This is a continuation of
my last blog post, in which I mentioned that the online T-SQL Forums are like temples where young novices learn the mysteries of T-SQL under the patient guidance of a Master, reminiscent of the 1970’s TV series
Kung Fu.
I wanted to provide a way for novices to get up to speed a little more quickly by revealing many of the mysteries of T-SQL all at once so they don't have to stumble at the beginning.
And so, continuing our story…
We left off with a fateful morning, when our young novice asked about his training in the mysterious art of T-SQL Fu…
Master, is my training almost over? When will I reach my full potential in T-SQL Fu?
Grasshopper, you still have much to learn. Quickly as you can, snatch this pebble from my hand. (
The young novice tries and fails.) When you can take the pebble from my hand, it will be time for you to leave.
Time continues its irreversible march forward, and the training and questions continue…
Master, the ISNULL() function is cutting off my string. What’s going on?
declare @c char(1)
set @c=null
select isnull(@c,'12345')
/* Returns '1' */
Grasshopper, the result of the ISNULL() function is always the
exact same datatype as the first argument, which most people discover by accident because they don’t read the documentation. I would suggest using COALESCE() instead since it is an ANSI standard function, whereas ISNULL() is not. Also, COALESCE() will take multiple parameters:
declare @c char(1)
set @c=null
select coalesce(@c,null,reverse(@c),null-null,'12345')
/* Returns '12345' */
Master, my data is getting cut off again. And why is it getting cut off at different points?
declare @s varchar
set @s='ABCDEFGHIJKLMNOPQRSTUVWXYZ1234567890'
select @s
/* Returns 'A' */
select cast('ABCDEFGHIJKLMNOPQRSTUVWXYZ1234567890' as varchar)
/* Returns 'ABCDEFGHIJKLMNOPQRSTUVWXYZ1234' */
Grasshopper, you did not stipulate the number of characters in your VARCHAR declarations. For whatever reason, the CONVERT() and CAST() functions assume 30 bytes, but DECLARE assumes only 1 byte. The following XML example also implies only 1 byte:
declare @x xml
set @x='<data>ABCDEFGHIJKLMNOPQRSTUVWXYZ1234567890</data>'
select @x.value('data[1]','varchar')
/* Returns 'A' */
The lesson here is that you should always explicitly specify the number of characters in a VARCHAR or NVARCHAR declaration.

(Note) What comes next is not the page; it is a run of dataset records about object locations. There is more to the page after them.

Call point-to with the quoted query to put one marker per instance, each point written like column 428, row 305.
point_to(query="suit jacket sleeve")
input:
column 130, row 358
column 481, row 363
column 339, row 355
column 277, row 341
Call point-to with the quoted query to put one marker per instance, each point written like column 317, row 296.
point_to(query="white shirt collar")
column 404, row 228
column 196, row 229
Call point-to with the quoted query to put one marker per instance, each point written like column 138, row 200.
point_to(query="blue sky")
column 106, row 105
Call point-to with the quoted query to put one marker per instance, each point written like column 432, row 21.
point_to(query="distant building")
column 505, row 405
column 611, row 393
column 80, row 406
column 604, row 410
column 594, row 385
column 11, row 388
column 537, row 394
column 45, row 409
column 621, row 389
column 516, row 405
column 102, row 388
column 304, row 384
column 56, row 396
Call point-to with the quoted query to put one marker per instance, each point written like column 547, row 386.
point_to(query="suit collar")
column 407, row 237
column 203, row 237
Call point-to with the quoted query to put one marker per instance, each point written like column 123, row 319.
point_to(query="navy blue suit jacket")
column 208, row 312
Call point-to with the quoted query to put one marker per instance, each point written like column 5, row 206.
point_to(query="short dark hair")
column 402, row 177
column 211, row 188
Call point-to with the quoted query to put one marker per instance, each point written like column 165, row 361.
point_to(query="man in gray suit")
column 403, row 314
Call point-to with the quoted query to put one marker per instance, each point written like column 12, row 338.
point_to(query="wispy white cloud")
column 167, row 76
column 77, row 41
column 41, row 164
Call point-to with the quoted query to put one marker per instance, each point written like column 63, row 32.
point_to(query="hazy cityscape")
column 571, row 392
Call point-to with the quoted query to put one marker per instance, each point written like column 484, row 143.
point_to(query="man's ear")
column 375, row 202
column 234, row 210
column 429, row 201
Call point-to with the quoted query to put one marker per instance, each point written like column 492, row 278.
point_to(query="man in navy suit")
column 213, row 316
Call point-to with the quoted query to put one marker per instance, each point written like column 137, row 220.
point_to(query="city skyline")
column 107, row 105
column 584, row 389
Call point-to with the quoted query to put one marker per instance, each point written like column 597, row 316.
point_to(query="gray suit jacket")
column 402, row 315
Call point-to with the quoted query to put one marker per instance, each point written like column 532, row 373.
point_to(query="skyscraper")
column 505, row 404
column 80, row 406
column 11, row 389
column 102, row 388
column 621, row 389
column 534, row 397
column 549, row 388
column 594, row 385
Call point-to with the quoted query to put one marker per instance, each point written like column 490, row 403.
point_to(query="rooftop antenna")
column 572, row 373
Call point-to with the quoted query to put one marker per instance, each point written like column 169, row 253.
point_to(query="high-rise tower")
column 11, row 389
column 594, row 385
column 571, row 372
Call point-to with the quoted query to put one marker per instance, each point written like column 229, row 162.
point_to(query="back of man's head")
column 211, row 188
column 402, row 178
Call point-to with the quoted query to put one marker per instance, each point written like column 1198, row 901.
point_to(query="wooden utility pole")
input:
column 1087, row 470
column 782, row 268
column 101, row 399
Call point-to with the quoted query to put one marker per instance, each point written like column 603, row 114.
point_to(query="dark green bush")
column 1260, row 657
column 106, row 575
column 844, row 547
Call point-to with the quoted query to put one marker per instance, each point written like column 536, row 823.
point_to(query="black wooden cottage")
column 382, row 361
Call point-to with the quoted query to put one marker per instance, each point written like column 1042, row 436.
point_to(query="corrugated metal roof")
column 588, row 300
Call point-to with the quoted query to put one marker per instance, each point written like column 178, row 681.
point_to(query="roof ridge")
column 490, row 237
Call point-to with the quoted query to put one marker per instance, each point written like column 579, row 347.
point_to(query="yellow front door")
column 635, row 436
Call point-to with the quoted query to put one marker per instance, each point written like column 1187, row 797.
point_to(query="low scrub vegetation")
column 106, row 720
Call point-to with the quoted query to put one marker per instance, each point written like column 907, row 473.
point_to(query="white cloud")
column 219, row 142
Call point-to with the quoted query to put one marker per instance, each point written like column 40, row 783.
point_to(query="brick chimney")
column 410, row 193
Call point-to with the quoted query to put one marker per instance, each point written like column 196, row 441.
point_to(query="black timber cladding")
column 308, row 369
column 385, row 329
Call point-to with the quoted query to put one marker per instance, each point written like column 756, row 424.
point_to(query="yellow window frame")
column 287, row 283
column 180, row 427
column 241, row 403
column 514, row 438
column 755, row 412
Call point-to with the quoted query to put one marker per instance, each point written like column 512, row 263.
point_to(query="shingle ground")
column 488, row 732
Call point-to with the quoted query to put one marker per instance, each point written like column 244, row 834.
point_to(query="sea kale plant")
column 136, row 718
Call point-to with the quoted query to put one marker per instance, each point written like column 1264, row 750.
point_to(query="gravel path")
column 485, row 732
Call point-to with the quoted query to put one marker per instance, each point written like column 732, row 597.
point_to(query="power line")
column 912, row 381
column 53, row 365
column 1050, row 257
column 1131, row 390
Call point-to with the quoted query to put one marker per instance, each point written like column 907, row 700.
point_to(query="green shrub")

Master, this is clearly a bug. Everyone knows that all years divisible by 4 are leap years!
declare @LeapDay2000 datetime
set @LeapDay2000='2000-02-29'
select LeapDay1900=dateadd(year,-100,@LeapDay2000)
,LeapDay2100=dateadd(year,+100,@LeapDay2000)
/*
LeapDay1900 LeapDay2100
----------------------- -----------------------
1900-02-28 00:00:00.000 2100-02-28 00:00:00.000
*/
Grasshopper, I am afraid you are mistaken. All years divisible by 4 are leap years EXCEPT for years divisible by 100; HOWEVER, years that are divisible by 400 (like 2000) ARE leap years. I am thankful that I will not be alive in 2100 to see the confusion that arises when people with “every 4 years” drilled into their heads insist that there should be a 29th of February.
So be assured that T-SQL knows what it is doing. However, you may be amused to know that Excel does NOT know what it’s doing. It thinks that 1900 was a leap year, as you can see below, where I subtract 1 from March 1, 1900:
Again, there was no such date as February 29, 1900. Interestingly, though, Excel does seem to be aware that 2100 will not be a leap year. As you young people say, “Go figure.”
Master, my system must be corrupt. It says that it cannot convert the date, but everyone knows that a date string in YYYY-MM-DD format is universally accepted.
select convert(datetime,'2009-09-15')
/*
Msg 242, Level 16, State 3, Line 2
The conversion of a char data type to a datetime data type
resulted in an out-of-range datetime value.
*/
Grasshopper, I’m afraid you are incorrect. When you stepped away from your computer to go out for a Jamba Juice, I secretly typed SET LANGUAGE BRITISH in your SSMS session. The ANSI SQL format of YYYY-MM-DD is NOT language independent. It will not work in language settings that put day before month. The only sure-fire language-independent way of using date strings is to enter them as an 8-character string with no separators in YYYYMMDD format, or the more clumsy ODBC or ISO8601 formats:
select convert(datetime,'20090915')
select convert(datetime,{d '2009-09-15'})
select convert(datetime,'2009-09-15T00:00:00')
Many weeks later, our young novice is pulling the soggy earbuds of his iPod out of his morning cup of Green Tea as his Master approaches…
Master, this query keeps bombing. It doesn’t make sense, because shouldn’t T-SQL evaluate the left-most ISNUMERIC() function first and, if false, not even bother to do the CONVERT()? All programming languages do that!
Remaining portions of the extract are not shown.